18年育成ドラフト1位で入団。最速152キロの力ある直球に定評があり、1年目の昨季は2軍で守護神を任された。年間を通してブルペン待機し、39試合に登板して1勝0敗23セーブを記録。ウエスタン・リーグでセーブ王を獲得し、オフにはプエルトリコでのウインターリーグに参加。期待株は着実に鍛錬を積んだ。

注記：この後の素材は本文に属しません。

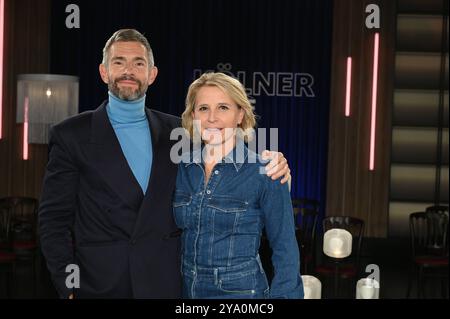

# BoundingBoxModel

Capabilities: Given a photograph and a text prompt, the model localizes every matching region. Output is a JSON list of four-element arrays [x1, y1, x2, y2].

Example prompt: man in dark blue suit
[[39, 29, 290, 298]]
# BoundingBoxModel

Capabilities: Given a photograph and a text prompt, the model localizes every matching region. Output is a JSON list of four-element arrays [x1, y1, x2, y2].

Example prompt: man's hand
[[261, 150, 291, 188]]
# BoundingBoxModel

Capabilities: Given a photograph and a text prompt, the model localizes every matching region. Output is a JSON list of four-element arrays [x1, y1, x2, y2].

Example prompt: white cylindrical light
[[302, 275, 322, 299], [356, 278, 380, 299], [323, 228, 352, 258]]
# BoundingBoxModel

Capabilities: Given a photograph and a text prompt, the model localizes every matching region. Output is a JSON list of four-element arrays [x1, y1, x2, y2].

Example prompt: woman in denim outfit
[[173, 73, 303, 298]]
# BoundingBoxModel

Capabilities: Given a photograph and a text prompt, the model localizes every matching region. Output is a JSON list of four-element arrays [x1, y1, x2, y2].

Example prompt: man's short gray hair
[[102, 29, 155, 67]]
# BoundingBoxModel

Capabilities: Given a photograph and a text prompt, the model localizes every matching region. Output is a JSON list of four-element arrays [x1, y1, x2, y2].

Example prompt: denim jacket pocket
[[207, 196, 248, 234], [172, 190, 192, 229], [208, 196, 248, 213]]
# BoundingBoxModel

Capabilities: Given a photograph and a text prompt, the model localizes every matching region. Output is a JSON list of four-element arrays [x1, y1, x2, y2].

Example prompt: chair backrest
[[292, 198, 319, 252], [322, 216, 365, 265], [0, 197, 39, 240], [409, 210, 449, 258]]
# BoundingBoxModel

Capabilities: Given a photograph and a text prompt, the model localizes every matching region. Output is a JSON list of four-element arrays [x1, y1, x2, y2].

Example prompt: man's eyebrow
[[111, 56, 147, 62]]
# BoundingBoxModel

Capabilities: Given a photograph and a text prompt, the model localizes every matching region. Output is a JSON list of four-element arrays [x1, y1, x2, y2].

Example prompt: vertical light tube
[[369, 32, 380, 171], [345, 57, 352, 117], [23, 97, 29, 161], [0, 0, 5, 140]]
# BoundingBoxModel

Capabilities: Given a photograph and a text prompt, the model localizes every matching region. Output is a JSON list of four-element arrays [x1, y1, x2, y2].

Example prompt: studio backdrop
[[50, 0, 332, 222]]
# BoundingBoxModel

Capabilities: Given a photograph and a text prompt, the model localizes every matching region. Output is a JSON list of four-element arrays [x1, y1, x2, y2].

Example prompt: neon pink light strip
[[23, 97, 29, 161], [0, 0, 5, 139], [345, 57, 352, 117], [369, 32, 380, 171]]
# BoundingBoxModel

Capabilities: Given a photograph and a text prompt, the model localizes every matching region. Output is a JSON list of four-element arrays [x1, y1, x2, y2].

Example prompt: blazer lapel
[[89, 101, 144, 212]]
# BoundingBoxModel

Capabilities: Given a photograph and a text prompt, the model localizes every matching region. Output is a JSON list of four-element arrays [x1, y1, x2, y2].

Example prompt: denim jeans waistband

宮崎春季キャンプでは育成選手で唯一の1軍メンバーに抜てきされた。順調にアピールを重ね、背番号は2桁の「65」をもらった。マウンドでは闘志をむき出しにするタイプだが、球場を離れれば謙虚な青年で「自分の力を信じて、1つずつやっていくだけです…」と控えめだ。「ここからが、また勝負ですからね…」。笑顔の奥には苦労した一面も見せる。「朝、めちゃくちゃ早くに起きてしまうんですよね。目覚まし時計がなくても起きてしまう。そこから『今日はどんな練習になるかな』とか考えて、準備しています」。就寝時間も早く、日付をまたいだことはほとんどない。常に野球を考えるからこその生活リズム。徹底した「準備力」が漆原の持ち味だ。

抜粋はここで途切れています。